My coworker with the back and leg problems says he does not know what caused them, but he thinks it was from playing sports in his youth. This may or may not be accurate, but he said his doctor could not give him insight on the original source of his back problems. Sitting at a desk for forty hours a week for 30 years with bad posture likely did not help.
Smoking, eating unhealthy food, and a sedentary lifestyle at home certainly did not help either. As if all that was bad enough, he has a number of medical debts piled up, further handcuffing him and his retirement date.
Science tells us what is good and what is bad for our health. One of the biggest predictors of longevity is how many calories we intake. Healthy eating also decreases the risk for heart disease, cancer, diabetes… blah blah blah this is not a health blog.
You do not want to be unhealthy for your retirement, do you?
Neither do I. I am no tri-athlete, but I stay in relatively good shape. I eat reasonable portions, swim laps, walk, ski, stretch; I do things that make me feel good. When I retire I want to travel the world again for extensive periods of time, and I do not want to do it with a cane.

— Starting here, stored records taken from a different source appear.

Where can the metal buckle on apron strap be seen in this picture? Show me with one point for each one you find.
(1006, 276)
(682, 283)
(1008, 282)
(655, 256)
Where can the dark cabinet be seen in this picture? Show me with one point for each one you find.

No matter whom you spend your time with, your peers, coworkers, online friends, listen carefully to how they are planning for their retirement. If you have done any sort of retirement saving over the past years, you will likely be more prepared than they are. Also listen to their problems, particularly with family and health.
Unexpected family situations that could evolve 30 years from now will easily be dealt with if you think about possible problems today. Simply saving more money today while you are healthy can alleviate the necessity to work if you need to support a parent or end up with a few medical bills down the road.
Insurance policies for retirement planning and long-term care are out there, and they are cheaper the earlier you buy them. Finally, maintaining a healthy lifestyle has endless benefits today, but will also pay off with lower medical costs in the future, and a higher quality of life when you reach your retirement date. Don’t take it from me, ask your coworkers.